I already had a package for this, written several years ago, map-widget

Something more interesting: Home · alex-hhh/geoid Wiki · GitHub, which is a Racket implementation of this idea: https://s2geometry.io/. This library is the difference between being able to show interactively ~200k points in the first version and being able to draw 4.36 million in the current version (which is all the GPS points I have in my database, including running , cycling, etc)

Dots represent a small area (small relative to the zoom level of the map) around them and all GPS points in that area are grouped inside the dot. Color of the dot changes with the number of points inside it.

Each point is drawn independently of all the others, so there are no intersections, unless you mean something else?

The visualization shows the data that was collected by the user. To give an example, if you ride your bike on a road in 2020 and the council tears down the road in 2021 to build a park, the fact that you rode the bike there in 2020 does not change and will be shown on the map, which might show a park there.

As for "GPS glitches", they are shown too, as the application displays the data that the user has. The glitches could be corrected, but I didn't have too many problems in my own data, so I didn't implement such a correction. Interestingly, elevation data is more prone to errors and I do have a correction algorithm for that.

Alex.

1 Like

Both. I'm curious and also I think they may be good starting points for a more detailed post. In particular showing how the naive scales are bad and your scale is better looks like an interesting topic that is easy to explain and easy to show. (Nevertheless, writing it and picking the right image to show each problem and solution will take a lot of time.)

More questions: Are you saturating at 100% or at the 95% percentile? Is the lowes level 0 or there is a minimal ammount of color for tracks used once?)

I was imagining drawing small segments, and the intersection of the segment could be problematic.

More questions: If you are counting the number of events in a pixel, do you distingish a track that was used matny different days and a track driven at a low speed? What about a stop to eat in the middle of a journey?

The saturation of the colors does not change (it is about 80%), it is the luminance that changes from 12.5% to 75%. These values were found through experimentation, and they don't represent the best values, but simply the point where I declared that it looks good enough and stopped experimenting.

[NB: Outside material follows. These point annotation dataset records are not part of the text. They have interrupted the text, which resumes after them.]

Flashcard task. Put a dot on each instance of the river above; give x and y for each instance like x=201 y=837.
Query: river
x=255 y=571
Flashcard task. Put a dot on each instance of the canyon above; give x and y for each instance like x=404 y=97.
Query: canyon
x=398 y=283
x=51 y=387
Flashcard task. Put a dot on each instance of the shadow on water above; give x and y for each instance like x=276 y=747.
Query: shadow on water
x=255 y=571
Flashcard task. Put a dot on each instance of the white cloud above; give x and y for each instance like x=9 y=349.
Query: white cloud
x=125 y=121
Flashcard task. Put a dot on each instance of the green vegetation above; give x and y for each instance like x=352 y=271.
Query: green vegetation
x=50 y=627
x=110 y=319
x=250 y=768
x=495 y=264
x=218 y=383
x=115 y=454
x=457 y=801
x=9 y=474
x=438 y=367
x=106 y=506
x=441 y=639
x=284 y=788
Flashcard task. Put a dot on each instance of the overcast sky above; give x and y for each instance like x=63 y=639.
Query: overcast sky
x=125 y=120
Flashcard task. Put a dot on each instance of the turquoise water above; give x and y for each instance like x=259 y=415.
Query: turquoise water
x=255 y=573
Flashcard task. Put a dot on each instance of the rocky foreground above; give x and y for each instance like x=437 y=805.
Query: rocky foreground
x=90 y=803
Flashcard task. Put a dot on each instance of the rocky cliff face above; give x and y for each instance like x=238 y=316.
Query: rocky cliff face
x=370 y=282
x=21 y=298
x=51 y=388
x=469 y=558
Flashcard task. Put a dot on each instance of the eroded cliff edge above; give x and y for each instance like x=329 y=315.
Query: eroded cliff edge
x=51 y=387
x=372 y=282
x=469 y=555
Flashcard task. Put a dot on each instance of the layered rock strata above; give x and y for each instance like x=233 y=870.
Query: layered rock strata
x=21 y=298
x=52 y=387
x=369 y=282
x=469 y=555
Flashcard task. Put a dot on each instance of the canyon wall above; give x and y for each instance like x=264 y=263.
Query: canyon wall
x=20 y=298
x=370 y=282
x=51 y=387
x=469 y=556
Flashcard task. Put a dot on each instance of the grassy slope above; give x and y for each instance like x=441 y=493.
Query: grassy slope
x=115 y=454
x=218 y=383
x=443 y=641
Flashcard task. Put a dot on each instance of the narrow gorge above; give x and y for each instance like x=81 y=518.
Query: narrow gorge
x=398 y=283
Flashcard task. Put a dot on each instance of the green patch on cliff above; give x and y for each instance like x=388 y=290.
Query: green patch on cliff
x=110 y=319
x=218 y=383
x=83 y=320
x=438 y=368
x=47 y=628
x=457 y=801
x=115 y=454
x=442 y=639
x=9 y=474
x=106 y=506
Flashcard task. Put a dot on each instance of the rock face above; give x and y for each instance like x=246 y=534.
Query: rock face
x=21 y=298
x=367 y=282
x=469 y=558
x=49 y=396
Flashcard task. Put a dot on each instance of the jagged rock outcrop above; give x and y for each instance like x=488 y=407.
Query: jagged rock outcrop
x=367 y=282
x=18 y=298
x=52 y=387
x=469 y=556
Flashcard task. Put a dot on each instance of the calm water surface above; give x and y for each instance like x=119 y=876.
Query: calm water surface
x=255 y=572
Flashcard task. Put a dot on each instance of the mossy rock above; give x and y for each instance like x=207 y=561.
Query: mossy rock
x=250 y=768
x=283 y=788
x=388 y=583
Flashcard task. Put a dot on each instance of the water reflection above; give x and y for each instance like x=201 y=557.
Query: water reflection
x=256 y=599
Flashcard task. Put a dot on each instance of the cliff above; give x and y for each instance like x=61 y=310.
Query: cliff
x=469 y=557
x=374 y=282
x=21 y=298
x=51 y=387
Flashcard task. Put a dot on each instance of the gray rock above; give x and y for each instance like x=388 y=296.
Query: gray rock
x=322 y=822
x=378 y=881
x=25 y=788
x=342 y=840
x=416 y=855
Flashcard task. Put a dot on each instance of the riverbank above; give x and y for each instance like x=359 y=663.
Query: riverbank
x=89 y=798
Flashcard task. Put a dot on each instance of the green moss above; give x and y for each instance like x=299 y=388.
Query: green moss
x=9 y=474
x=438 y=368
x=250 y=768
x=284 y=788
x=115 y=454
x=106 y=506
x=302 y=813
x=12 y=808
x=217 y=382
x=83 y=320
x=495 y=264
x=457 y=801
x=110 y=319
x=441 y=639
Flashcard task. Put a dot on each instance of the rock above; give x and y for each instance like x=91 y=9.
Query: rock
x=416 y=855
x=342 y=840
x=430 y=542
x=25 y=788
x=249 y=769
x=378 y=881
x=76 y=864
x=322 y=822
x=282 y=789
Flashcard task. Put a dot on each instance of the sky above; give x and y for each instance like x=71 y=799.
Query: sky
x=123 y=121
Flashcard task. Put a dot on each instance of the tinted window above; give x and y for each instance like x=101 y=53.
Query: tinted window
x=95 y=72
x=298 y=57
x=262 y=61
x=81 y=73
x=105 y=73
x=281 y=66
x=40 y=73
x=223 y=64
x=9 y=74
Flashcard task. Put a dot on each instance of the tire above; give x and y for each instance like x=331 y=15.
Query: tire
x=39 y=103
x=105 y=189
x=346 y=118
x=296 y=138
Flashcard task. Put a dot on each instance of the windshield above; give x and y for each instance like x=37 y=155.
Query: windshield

Another interesting thing is that the mapping rank to color uses histogram normalization, meaning that the rank of each point is the sum of the rank of the point itself and that of all the points of lesser rank. This produces better contrast of the routes travelled more frequently.

The code does not distinguish between moving speed and stationary subjects. These are valid concerns, but in practice it does not seem to make a difference for my data set.

Sampling rate for the GPS device is usually 1 second and most of them have auto-stop, so they don't record of the owner is not moving. These assumptions would not be correct for everyone, and there are ways to correct for problems of this kind, but I didn't implement them.

If you are interested, the blog post below deals with the same problem at a much higher scale and they do deal with these problems (I got the idea of histogram normalization from there). One of the differences between Strava Heatmap and mine is that they run this in batch mode every few weeks and everybody looks at the same heat map. My code builds it in real time and allows the user to select the routes they want to see (e.g. "All cycling routes" or just "Build a heat map of all the places I raced with my Azzuri bike").


I think this post is now a bit off topic for the Racket group, so perhaps we should leave it here. This is a hobby project, mostly for visualizing my own data, so the implementation options were not thoroughly explored and the code might not be as robust to be able to handle all the corner cases that would show up in a wider use base -- I only fix problems that I encounter in my own data.

Alex.

1 Like

One of the common questions is if Racket is only useful to precessing lists or if it can handle also real world data. Your project is peak real word data handling, so it's a nice example to know. Nice work!

4 Likes